Vivado synthesis report - zero BRAM utilisation (OOC)

Created by: bo3z

Prerequisites

Please make sure to check off these prerequisites before submitting a bug report.

Test that the bug appears on the current version of the master branch. Make sure to include the commit hash of the commit you checked out.
Check that the issue hasn't already been reported, by checking the currently open issues.
If there are steps to reproduce the problem, make sure to write them down below.
If relevant, please include the hls4ml project files, which were created directly before and/or after the bug.

Quick summary

When using Resource strategy with Vivado backend, BRAM utilisation after full synthesis is zero. Inconsistency between Verilog and VHDL on the same designs. Four designs, all four of which use exactly the same number of other resources, have the same latency and implement the same architecture but have very different BRAM utilisation - this is not possible, as none of the memory was changed to LUT (other resources stay the same). This is a bug in reporting BRAM utilisation.

Details

Synthesize a one-layer model with 16 inputs and 16 outputs. The architecture-wide precision is set to 16 bits and biases are disabled. The reuse factor is set to 4. This is essentially a matrix-vector product between a 16x16 matrix and 16x1 vector implemented across 4 clock cycles. Set strategy to Resource, so that weights are stored in BRAM.

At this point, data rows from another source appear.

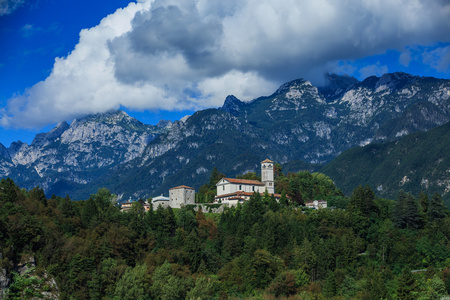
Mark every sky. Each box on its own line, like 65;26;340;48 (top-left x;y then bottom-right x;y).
0;0;450;147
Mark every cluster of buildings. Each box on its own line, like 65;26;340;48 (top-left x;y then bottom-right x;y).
121;159;327;211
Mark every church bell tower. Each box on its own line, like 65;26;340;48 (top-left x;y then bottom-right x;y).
261;159;275;194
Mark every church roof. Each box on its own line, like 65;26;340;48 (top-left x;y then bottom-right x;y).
220;178;264;186
215;191;282;199
170;185;195;190
261;158;273;164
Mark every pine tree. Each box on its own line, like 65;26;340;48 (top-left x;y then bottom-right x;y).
404;193;422;229
280;190;289;207
428;193;448;222
397;268;417;300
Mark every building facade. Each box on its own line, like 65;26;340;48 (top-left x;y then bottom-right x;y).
169;185;195;208
214;159;281;205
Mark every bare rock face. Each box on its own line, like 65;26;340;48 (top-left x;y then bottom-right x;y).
0;268;11;299
0;111;169;195
0;73;450;199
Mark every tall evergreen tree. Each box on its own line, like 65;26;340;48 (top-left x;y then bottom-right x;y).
397;268;417;300
428;193;448;222
392;190;422;229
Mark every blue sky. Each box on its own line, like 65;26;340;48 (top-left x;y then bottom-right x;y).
0;0;450;147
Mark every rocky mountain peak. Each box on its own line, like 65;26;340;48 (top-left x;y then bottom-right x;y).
8;140;24;156
156;120;172;128
375;72;419;92
274;78;312;95
0;143;9;158
220;95;243;114
320;74;359;90
31;121;70;147
318;74;359;102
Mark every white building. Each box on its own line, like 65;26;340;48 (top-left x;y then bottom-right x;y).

The BRAM can be estimated with the formula n_inputs * n_outputs * bit_width / (k * reuse_factor), where k is the constant determining BRAM width. In this case, the BRAM is set to 36-bit width, as it is quite shallow, so the estimate for all the cases below should be (16 * 16 * 16) / (4 * 36) = 28.444.

There are four test cases, and the results don’t really align [attached below, synthesis reports]. In all the cases, I synthesised both the Verilog and VHDL that HLS generated, performed a full Vivado synthesis and design optimisation. The cases are:

No hardware pragma specified for the weights. The HLS estimate for both (1) Verilog and (2) VHDL was 29 BRAMs (in line with my estimate). However, full synthesis reported 0 BRAMs for both Verilog and VHDL and in both case the synthesis logs said: weights were implemented using auto ROMs.
Specifying a hardware pragma in HLS - I used the #pragma HLS resource directive, explicitly saying the weights should go to ROM_nP_BRAM and synthesised the (3) VHDL output. The logs now stated that weights were implemented using block ROMs, compared to the auto ROMs beforehand. In this case, the HLS estimate was again 29 but after full synthesis, there was 1 18-bit BRAM used. However, all the memory resources (LUT, registers) remained exactly the same (after full synthesis and design optimisation) as in the previous case. This seems like a bug, as there is now more BRAM used, for the same design and same number of other memory resources.
Last case, I specified a hardware pragma in HLS but this time I used the (4) Verilog output. Again, the HLS estimate was 29 which was accurate. The logs again stated that weights were implemented using block ROMs, compared to the auto ROMs beforehand. Now, after full synthesis, 14.5 BRAMs were used. This is most in line with the expectation (off by exactly a factor of 2). However, other resources (LUT, registers) remained exactly the same (after full synthesis and design optimisation). Again, this is likely a bug as all three designs are equivalent but use varying amounts of BRAM.

Steps to Reproduce

To reproduce, the source code of nnet_dense_resource.h and vivado_synth.tcl needs to be modified. To match the cases above:

1st case for Verilog, no pragma, in vivado_synth.tcl change the from vhdl to verilog, but no change to nnet_dense_resource.h
2nd case for VHDL, no pragma, change nothing [current master branch]
3rd case for VHDL, pragma included, no change in vivado_synth.tcl from master branch (keep vhdl) but change line 29 in nnet_dense_resource.h to #pragma HLS RESOURCE variable=weights core=ROM_nP_BRAM
4th case for Verilog, change both nnet_dense and the synthesis script.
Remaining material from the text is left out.